Ce fut cette fameuse nuit de saoûlerie du 15 mars qui avait enfin
tranché le litige tacite. Je rentrais d’un bal de remise de prix où, je
m’étais vu discerner une récompense pour le meilleur scénario avec « On
ne mourra pas demain ». Contrairement à mon habitude, je m’étais un peu
lâché avec l’alcool, expression de l’instablilté relationnelle que
j’entretenais alors avec le monde de la télévision : curieusement, ce
monde que je haïssais foncièrement me reconnaissait. De retour à la
maison, toujours en proie à cette espèce de vanité amère et à la vue du
sein blanc de Nina débordant de la nuisette, j’eus une envie dévorante
de lui faire l’amour. Je la réveillai tendrement presqu’en pleurs
tellement l’émotion s’était emparée de moi. Une minute plus tard je la
baisais comme un demeuré (d’ailleurs c’était la première fois que je
tentais la fessée en l’aimant par derrière); l’alcool courant toujours
dans mes veines et la tentative de Nina de ralentir la cadence de nos
ébats me rendaient encore plus agressif à telle enseigne que, quand
j’étais en train de jouir, elle poussa un douloureux « aïe, chéri ! »
et mon préservatif se déchira. Deux jours plus tard, le testeur de
grossesse colorait d’épanouissment le visage de Nina. Son nid allait
enfin remplir sa fonction première : elle était enceinte.
L’aîné fut donc ce qu’on appelle un enfant non désiré, du moins
chronologiquement parlant. Pourtant, il n’en fut pas moins aimé, à
l’excès même, surtout de la part de sa mère, sûrement une manière pour
elle d’épargner à son enfant l’histoire de sa conception accidentée et
toute répercussion psychologique que celle-ci pouvait receler. Pas une
seconde, elle manquait de lui prouver son affection inconditionnelle. A
l’âge de quatre ans déjà, étouffant par cet amour, le gamin avait finit
par prendre sa mère en horreur et s’intéresser davantage à mon sujet,
moi le principal coupable de sa conception peu catholique. Certes,
j’étais tendre envers lui mais c’était tout. Sa compagnie m’indisposait
car, comme lui, j’avais été un enfant non désiré. D’ailleurs, à ce
sujet, j’ai toujours pensé que l’aîné est un sale brouillon d’une
dissertation philosophique finalement hors sujet.

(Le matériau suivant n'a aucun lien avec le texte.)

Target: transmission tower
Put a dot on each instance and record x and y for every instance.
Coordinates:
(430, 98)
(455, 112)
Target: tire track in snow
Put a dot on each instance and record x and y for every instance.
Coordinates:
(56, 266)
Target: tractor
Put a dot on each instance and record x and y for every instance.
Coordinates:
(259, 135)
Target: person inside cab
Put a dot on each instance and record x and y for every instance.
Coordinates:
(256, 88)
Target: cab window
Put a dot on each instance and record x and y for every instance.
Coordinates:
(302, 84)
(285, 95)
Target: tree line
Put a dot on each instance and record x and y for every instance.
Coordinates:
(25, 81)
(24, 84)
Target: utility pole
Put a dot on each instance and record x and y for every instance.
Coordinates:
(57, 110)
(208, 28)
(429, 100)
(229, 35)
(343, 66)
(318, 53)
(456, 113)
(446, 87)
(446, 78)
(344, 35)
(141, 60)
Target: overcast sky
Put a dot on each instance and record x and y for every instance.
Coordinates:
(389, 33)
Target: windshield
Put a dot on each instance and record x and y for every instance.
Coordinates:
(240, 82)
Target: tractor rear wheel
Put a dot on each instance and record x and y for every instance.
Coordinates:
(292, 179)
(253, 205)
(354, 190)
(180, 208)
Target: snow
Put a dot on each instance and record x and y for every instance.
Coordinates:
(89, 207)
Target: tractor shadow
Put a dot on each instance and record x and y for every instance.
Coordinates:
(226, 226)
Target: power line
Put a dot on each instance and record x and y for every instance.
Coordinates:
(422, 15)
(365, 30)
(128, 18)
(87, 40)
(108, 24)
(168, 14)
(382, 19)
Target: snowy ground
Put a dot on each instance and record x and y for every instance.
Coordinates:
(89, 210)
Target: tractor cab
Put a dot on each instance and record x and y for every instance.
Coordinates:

« Je suis né par accident et je roule dans une BMW. » Cette phrase
pourrait être le onzième commandement, pensai-je, ou peut-être encore
une sorte de verset d’une secte matérialiste. Quoiqu’il en fût, quelque
chose au fond de moi me disait qu’il s’agirait plutôt du titre ou de la
phrase d’ouverture du roman que je n’avais pas encore écrit. Quand je
rentrai à la maison, je me hâtai d’écrire ma phrase sur mon cahier de
notes de peur que je ne l’oubliât.
« A table ! », fit Nina une première fois. Moi, j’étais affalé sur
mon fauteuil, absorbé à retourner ma phrase dans tous les sens, à
concevoir son contexte, son histoire. Au deuxième appel, « A table ! La
soupe se refroidit ! », je me levai brusquement comme extirpé d’un rêve
érotique ce qui me donna le tournis. Au moment où je marchais vers la
table, mon regard croisa celui de la Vierge Marie de cette icône
orthodoxe. Et ma deuxième phrase vit le jour. « Je suis né par accident
et je roule dans une BMW. Dieu n’existe pas. » Content de ma
trouvaille, je lâchais un imposant « A table les enfants ! » qui eut le
même impact qu’un rot d’un poisson rouge dans un aquarium.
Désormais, c’était évident; notre nid allait accueillir un quatrième visiteur : un roman.